The prologue opens on a series of doors in a metallic wall, from
which emerge the women one or two at a time. To refer to the carnage
of war, a military orderly pushes a hamper full of severed legs,
which he dumps as he crosses the stage. The wall rises to reveal a
stage of criss-crossed metal gratings over what seems like a moat of
red blood. A frame drops into place, suggesting Grant's
headquarters. Later the frame rises to reveal the stylized ruins of
Richmond. Some upside down horse carcasses are suspended midair,
again suggesting the carnage of war. A long gangway crosses the
stage at the back, a misstep because it suggests a ship when none is
there.
In Act II, three walls of the home in
Appomattox
drop into place for the surrender meeting.
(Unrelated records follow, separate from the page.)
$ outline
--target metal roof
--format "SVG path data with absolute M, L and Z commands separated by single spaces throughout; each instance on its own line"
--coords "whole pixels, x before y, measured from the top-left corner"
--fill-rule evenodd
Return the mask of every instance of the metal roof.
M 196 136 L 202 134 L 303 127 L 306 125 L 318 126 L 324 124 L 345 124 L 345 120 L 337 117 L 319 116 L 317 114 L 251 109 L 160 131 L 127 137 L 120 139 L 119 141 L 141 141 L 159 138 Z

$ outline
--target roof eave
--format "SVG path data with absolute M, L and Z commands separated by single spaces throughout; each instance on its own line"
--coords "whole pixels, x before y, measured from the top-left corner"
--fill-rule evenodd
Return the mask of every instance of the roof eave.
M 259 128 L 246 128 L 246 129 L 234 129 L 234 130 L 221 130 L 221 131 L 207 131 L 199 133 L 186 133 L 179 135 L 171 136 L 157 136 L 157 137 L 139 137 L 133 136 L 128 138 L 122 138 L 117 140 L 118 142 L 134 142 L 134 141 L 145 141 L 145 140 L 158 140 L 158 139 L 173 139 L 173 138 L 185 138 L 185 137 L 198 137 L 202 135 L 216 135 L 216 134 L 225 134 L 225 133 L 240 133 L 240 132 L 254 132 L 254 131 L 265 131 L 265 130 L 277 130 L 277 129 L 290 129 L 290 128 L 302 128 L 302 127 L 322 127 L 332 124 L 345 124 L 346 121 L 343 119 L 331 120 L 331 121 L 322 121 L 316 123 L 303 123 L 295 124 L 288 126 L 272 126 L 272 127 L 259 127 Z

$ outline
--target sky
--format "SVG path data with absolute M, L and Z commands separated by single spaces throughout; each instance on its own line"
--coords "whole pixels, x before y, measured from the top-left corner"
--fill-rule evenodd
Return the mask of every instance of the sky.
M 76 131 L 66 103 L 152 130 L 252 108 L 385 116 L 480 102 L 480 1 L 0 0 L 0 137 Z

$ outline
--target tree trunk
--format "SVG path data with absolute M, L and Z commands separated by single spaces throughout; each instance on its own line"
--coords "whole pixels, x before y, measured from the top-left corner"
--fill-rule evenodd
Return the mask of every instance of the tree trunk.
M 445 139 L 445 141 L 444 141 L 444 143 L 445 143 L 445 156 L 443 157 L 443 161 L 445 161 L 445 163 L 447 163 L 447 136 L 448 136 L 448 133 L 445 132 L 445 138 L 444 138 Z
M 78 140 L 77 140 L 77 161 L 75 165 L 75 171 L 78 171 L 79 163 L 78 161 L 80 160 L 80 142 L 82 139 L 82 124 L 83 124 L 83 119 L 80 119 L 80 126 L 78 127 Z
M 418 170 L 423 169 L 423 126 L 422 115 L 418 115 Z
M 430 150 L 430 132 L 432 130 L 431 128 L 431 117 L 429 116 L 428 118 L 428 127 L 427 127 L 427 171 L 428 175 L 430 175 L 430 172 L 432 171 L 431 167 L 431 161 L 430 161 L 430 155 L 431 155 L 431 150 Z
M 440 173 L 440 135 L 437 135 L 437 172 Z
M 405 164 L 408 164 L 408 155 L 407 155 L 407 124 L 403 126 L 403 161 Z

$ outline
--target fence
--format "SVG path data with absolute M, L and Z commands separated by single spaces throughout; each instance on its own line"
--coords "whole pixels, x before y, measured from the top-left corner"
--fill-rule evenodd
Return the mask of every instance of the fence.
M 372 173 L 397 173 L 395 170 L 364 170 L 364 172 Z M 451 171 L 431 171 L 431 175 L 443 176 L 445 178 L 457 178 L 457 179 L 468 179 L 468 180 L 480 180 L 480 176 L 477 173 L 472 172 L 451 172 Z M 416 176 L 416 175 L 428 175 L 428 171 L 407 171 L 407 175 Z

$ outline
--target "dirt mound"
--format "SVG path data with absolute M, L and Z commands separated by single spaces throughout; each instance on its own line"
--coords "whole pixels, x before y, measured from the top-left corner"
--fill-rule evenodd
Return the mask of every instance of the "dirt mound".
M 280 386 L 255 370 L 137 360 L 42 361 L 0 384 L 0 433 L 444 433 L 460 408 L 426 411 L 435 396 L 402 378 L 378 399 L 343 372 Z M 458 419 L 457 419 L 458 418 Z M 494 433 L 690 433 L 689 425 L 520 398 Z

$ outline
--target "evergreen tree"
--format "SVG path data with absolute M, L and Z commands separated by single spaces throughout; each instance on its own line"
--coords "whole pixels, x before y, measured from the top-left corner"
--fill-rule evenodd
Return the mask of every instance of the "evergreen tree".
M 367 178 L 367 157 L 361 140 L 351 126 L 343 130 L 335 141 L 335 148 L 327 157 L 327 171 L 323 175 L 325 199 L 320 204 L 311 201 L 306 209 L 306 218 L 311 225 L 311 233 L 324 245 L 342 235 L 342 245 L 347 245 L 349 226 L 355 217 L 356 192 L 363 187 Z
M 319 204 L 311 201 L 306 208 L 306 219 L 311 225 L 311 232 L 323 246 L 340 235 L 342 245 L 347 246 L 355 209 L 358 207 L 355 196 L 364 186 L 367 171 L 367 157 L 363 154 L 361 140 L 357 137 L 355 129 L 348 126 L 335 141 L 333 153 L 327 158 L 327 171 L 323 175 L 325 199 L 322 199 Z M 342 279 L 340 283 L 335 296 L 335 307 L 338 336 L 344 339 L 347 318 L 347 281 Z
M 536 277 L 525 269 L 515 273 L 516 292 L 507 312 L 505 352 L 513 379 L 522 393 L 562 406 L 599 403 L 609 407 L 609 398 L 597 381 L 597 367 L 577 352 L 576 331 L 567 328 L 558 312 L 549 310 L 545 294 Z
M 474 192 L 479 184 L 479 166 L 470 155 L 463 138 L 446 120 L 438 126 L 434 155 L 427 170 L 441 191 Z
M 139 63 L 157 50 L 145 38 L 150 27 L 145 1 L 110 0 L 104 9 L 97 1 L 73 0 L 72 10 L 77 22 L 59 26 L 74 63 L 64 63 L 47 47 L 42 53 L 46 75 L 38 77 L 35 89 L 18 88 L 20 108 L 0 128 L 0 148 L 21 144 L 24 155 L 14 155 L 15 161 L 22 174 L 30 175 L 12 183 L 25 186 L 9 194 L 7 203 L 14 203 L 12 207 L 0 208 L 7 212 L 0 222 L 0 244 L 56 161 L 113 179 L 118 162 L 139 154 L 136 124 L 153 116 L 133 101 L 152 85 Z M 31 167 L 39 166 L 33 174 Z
The light on the
principals goes dark and focuses on those various interruptions from
the future as they arrive and depart the stage. After the generals
leave, bystanders steal the contents of the house, leaving its poor
owner clutching his last painting, which another looter
grabs—another indication that, despite man's best intentions,
humanity's worst side often wins in the end.